Alien attack is actually a problem that all public chains may face. We use Taifang as an example. Ethereum's P2P network is mainly implemented by Kademlia (Kad) algorithm, which is a distributed hash table (DHT) technology. It can be used to quickly and accurately route and locate data in a distributed environment. The problem.
What is an alien attack?
Alien attack, also known as address pool pollution, refers to an attack method that induces nodes of the same chain to invade and pollute each other. The main reason for the vulnerability is that the same chain system does not identify non-similar nodes in the communication protocol.
Ethereum alien attack means that Ethereum's similar chain (specifically, the public chain using the Ethereum P2P discv4 node discovery protocol, including Ethereum and Ether Classic) cannot distinguish whether the nodes belong to the same one because they use a compatible handshake protocol. The chain causes the address pools to pollute each other, and the communication performance of the nodes decreases, eventually causing the node to block.
- Popular Science | Blockchain Security Getting Started Notes (4)
- Blockchain security | APT attacks against a blockchain digital cryptocurrency trading platform
- Crypto investment fund Trident hacked, data leaks of 266,000 users
- Security Monthly Report | 16 security incidents occurred in November, with losses of nearly US $ 56 million
- Research Report | Analysis Report on Quantum Mechanics and Blockchain Security Technology
- zkSNARKs contract library "input pseudonym" vulnerability, many mixed currency projects
1. Normal node discovery process
The node discovery is completed by four UDP communication protocols between the same chain nodes in Ethereum. The message structure is as follows:
 ping: probe whether a node is online
2. Attack process
Preparation: Collecting Ethereum Node Addresses
We found an address library created by the community: https://github.com/smartheye/EthStaticNodesTool/blob/master/MainNet/static-nodes.txt
The first step: initiate a malicious handshake.
Attacker A simulates the entire handshake process, initiates a ping operation, and uses the 4th neighbors of the protocol to modify the returned neighbor table to the Ethereum node address we collected and push it to the victim node B (B is an Ethereum-like node) Chain node). Since only one address can be pushed in a single communication, we need to push multiple times to achieve the attack.
The second step: polluting the address pool.
B receives a large number of neighbor tables returned by A, tries to handshake with these nodes, and adds these nodes to their own address pool (commonly known as K bucket).
The third step: automatic diffusion of pollution.

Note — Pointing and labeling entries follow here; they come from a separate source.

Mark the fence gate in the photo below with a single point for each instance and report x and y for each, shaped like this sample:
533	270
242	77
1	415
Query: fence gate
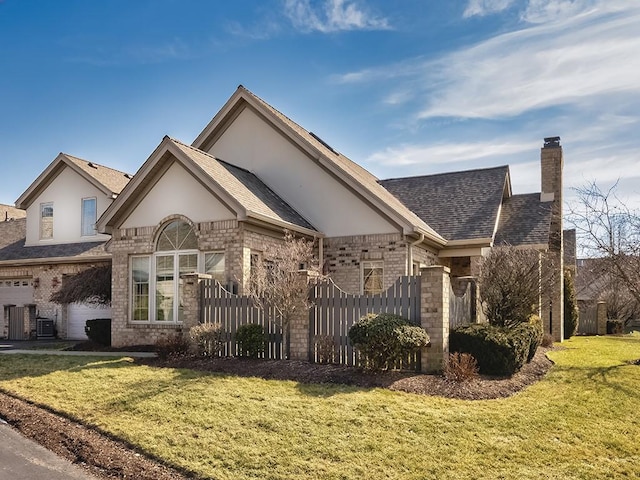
16	323
335	311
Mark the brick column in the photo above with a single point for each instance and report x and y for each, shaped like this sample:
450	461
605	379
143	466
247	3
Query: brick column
434	316
191	299
299	329
601	318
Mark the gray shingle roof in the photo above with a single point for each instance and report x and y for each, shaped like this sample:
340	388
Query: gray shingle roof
524	220
458	205
246	188
12	246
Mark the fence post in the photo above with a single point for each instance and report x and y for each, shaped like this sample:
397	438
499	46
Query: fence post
299	328
601	318
191	298
434	316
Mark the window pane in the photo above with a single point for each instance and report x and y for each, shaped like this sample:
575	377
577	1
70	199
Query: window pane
177	235
165	288
46	220
214	266
372	277
140	288
88	216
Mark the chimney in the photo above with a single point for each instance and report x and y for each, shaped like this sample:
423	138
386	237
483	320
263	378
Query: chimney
551	164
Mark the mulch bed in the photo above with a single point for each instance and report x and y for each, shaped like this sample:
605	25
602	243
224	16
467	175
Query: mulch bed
109	458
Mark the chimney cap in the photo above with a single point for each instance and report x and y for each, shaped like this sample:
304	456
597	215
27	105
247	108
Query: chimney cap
551	142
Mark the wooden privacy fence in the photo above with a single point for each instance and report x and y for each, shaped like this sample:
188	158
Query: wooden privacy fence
330	318
335	311
231	311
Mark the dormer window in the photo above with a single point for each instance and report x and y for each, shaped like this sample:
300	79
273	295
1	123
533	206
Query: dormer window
46	221
89	216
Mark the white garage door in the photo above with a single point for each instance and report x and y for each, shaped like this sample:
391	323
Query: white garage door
79	313
16	291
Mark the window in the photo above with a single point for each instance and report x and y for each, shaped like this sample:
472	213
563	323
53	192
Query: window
214	266
156	286
89	214
46	220
372	277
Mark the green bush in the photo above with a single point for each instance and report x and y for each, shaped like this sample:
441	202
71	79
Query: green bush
570	306
498	350
99	331
174	345
251	339
383	339
208	338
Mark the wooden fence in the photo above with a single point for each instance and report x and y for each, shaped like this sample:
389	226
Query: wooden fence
335	311
332	314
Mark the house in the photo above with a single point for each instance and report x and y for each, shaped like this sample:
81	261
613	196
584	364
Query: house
50	234
217	205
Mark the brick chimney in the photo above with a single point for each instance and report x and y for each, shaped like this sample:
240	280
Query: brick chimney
551	165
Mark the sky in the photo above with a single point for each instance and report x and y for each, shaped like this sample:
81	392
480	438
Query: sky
404	88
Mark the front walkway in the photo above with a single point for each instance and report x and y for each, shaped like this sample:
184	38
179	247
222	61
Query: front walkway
50	347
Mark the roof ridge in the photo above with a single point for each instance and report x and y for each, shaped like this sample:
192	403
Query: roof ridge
500	167
94	163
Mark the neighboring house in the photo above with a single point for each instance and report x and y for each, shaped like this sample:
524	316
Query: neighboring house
217	206
55	237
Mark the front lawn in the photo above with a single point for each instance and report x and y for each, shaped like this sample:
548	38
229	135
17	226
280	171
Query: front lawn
581	421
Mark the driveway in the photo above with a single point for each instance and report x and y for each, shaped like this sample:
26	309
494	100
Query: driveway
23	459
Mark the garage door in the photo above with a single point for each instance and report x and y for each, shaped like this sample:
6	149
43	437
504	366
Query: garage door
79	313
16	291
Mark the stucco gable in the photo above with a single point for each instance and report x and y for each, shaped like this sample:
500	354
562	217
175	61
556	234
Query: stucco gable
237	190
348	174
109	181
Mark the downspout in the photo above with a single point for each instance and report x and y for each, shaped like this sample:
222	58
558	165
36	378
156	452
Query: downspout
410	254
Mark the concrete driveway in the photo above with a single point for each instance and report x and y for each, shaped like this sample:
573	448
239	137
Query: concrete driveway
23	459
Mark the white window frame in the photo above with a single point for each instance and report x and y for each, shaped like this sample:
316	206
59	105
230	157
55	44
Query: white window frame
88	230
371	264
43	206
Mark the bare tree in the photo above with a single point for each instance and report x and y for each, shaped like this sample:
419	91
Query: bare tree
609	230
277	285
511	283
88	286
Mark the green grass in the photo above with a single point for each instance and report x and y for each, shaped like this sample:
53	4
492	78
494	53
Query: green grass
581	421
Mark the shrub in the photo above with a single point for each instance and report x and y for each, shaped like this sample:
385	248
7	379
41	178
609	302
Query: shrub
615	327
171	346
547	340
534	331
461	367
498	350
570	306
326	348
382	339
99	331
251	339
208	338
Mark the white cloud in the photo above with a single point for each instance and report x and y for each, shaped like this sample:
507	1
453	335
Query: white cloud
332	16
481	8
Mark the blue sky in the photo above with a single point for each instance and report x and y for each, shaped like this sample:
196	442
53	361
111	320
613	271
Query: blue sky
408	87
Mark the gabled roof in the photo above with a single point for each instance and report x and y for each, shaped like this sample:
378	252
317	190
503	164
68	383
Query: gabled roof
524	220
459	205
14	252
359	180
240	190
109	181
7	212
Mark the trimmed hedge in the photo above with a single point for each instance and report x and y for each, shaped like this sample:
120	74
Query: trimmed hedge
498	350
99	331
382	339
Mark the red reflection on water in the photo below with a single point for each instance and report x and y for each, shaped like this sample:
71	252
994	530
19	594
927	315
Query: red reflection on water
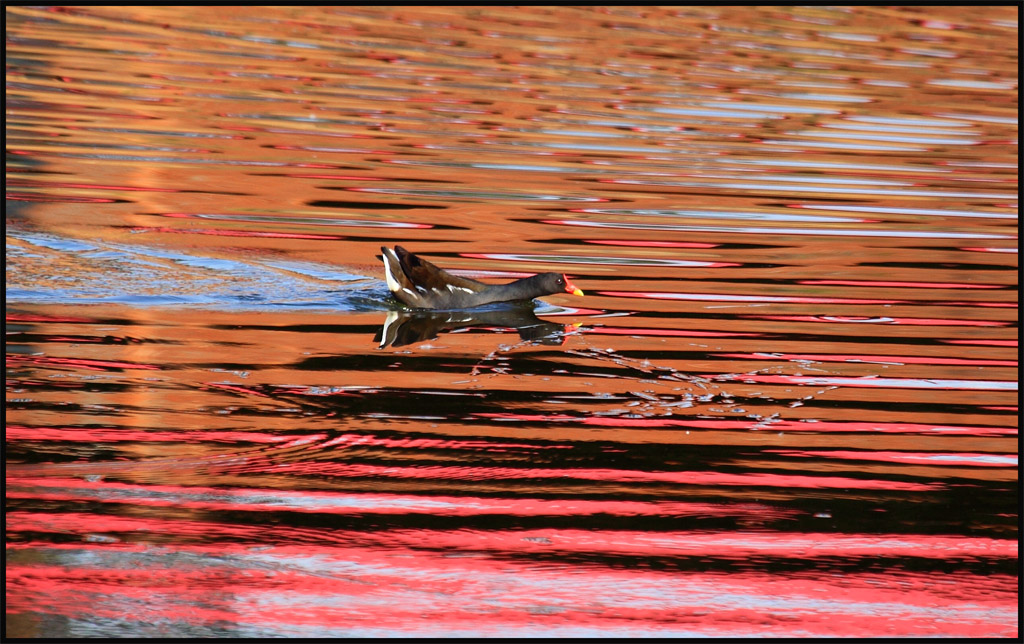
928	322
45	318
960	459
914	285
237	233
651	244
719	297
31	197
116	434
265	500
348	470
76	361
886	359
97	186
621	331
870	381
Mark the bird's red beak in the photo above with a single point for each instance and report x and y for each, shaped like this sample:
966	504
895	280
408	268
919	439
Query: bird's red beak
571	288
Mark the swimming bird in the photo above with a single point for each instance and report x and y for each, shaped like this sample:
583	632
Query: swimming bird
417	283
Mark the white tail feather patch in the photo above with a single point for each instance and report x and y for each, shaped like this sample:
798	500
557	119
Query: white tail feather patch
392	284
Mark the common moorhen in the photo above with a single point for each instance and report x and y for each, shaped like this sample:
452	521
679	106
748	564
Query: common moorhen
417	283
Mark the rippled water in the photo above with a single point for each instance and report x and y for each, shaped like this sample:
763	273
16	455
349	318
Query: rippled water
787	404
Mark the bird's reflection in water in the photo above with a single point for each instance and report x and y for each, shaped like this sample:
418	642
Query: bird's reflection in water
401	328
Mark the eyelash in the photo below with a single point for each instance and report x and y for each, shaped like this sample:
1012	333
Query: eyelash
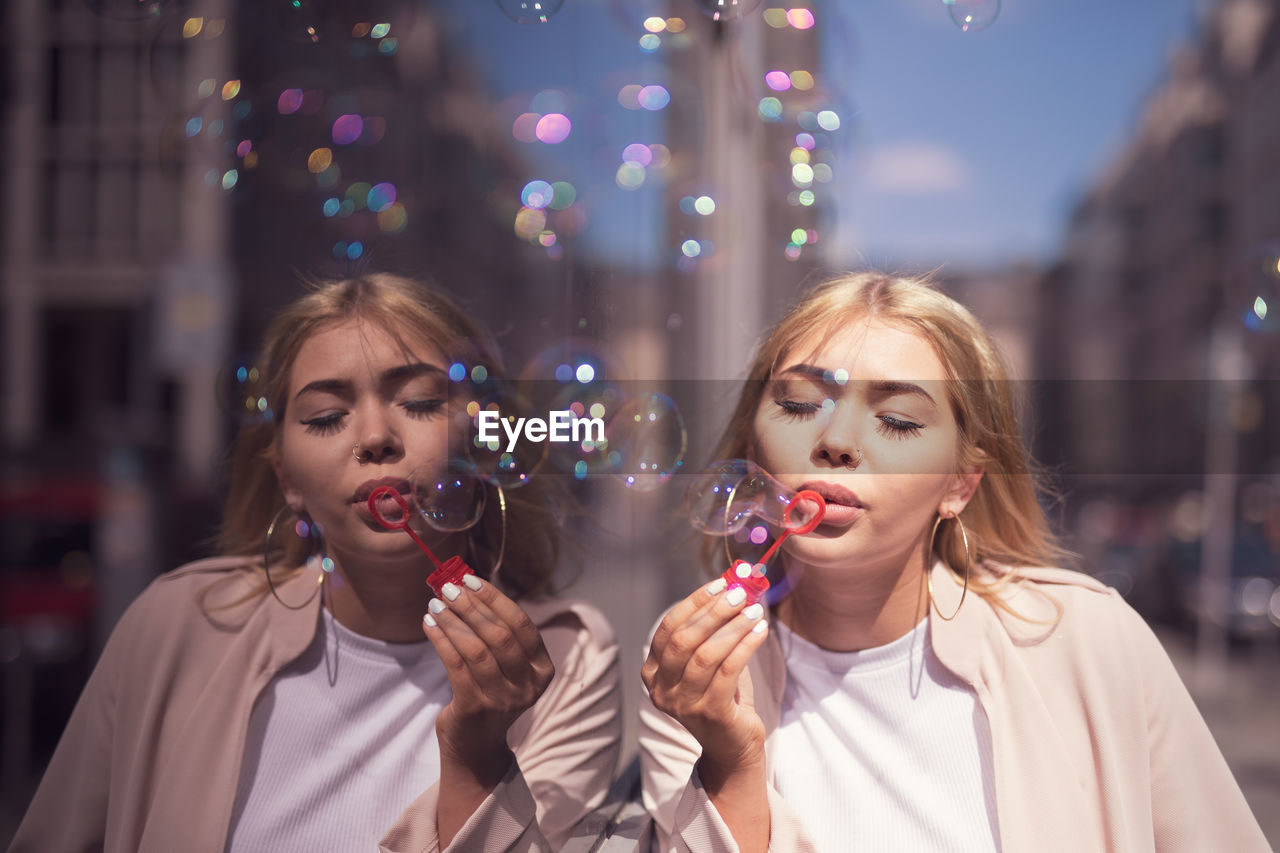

Surprisingly, the nodes of different chains actually shake hands with each other. What is even more terrifying is that they push the known nodes in their respective address pools to each other, causing more nodes to pollute each other and eventually spread to the entire network. .
Sphere of influence
In theory, all the blockchains that use the Ethereum discv4 protocol may be affected by this vulnerability. After a period of testing, we observed that the monitoring nodes of EtherNode have also been contaminated, and the diffusion rate of pollution seems to be more than expected. be quick.
1. Does this vulnerability affect Ethereum? The number of nodes in Ethereum is much larger than that of other similar chain nodes, and a stable connection has been established between the nodes, and the impact is not obvious. But for other similar chain nodes, it will be subject to strong intrusion from the Ethereum node, resulting in communication blocking.
2. Many friends are concerned about whether other public chains other than Ethereum have such problems, such as Bitcoin and its altcoin, such as the public chain using the libp2p protocol. These issues will be disclosed in subsequent articles!
Source: Slow Fog Safety Team
Editor's Note: This article does not change the original intention of the deletion.